Correlation vs Causation

Correlation vs Causation

Balancing a long black between my knees I attempt a slightly late lane change on my drive to work. In my rear view mirror, the woman behind me gesticulates wildly in protest.

At the next traffic light she is still not happy, so I lock my doors, shrink into my seat and change the radio to Adele’s newest power ballad.

Suddenly, I notice the lady’s gestures match up perfectly with the song.
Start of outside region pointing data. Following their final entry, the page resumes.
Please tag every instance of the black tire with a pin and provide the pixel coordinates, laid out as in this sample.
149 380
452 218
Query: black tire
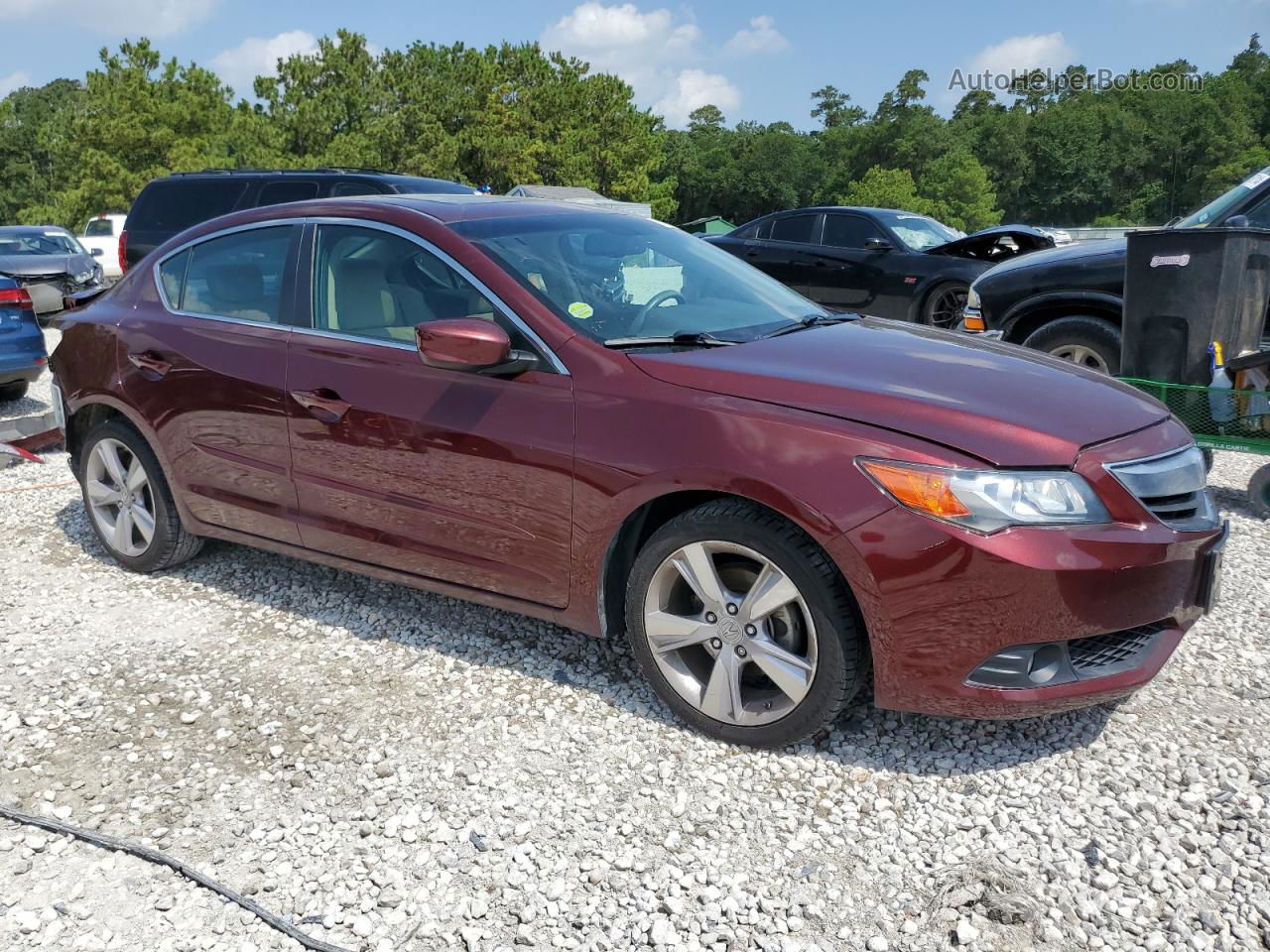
943 296
1078 335
172 544
843 657
1259 493
13 391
Instead of abusing my driving, she is actually in the middle of an all out 8am karaoke jam session.


Image via : Oklahoma Driver’s Manual’s depiction of road rage

Guess What?

Humans are intrinsically wired to seek patterns and create meaning from data- we tend to hear and see the information that suits our respective narratives.

But correlation does not always equal causation, and this golden rule of statistics has important implications for those looking to gain insight from large volumes of data.

Margarine / Divorce

In Maine, USA from 2000–2009 margarine consumption and divorce rates returned the correlation of .99, implying 99% of the divorce rate variation can be accounted for by margarine consumption.

But does margarine consumption really have a bearing on divorce rates?

Maybe, but probably not.

The fact is, datasets which appear to be shadowing each other could actually be the result of coincidence- akin to my assumption about the lady’s road rage.

Take home.

Think critically, think broadly, is the whole picture available?

Next time you’re analysing a data set, think of that misunderstood Adele fan and save yourself from a mournful power ballad of wasted data potential.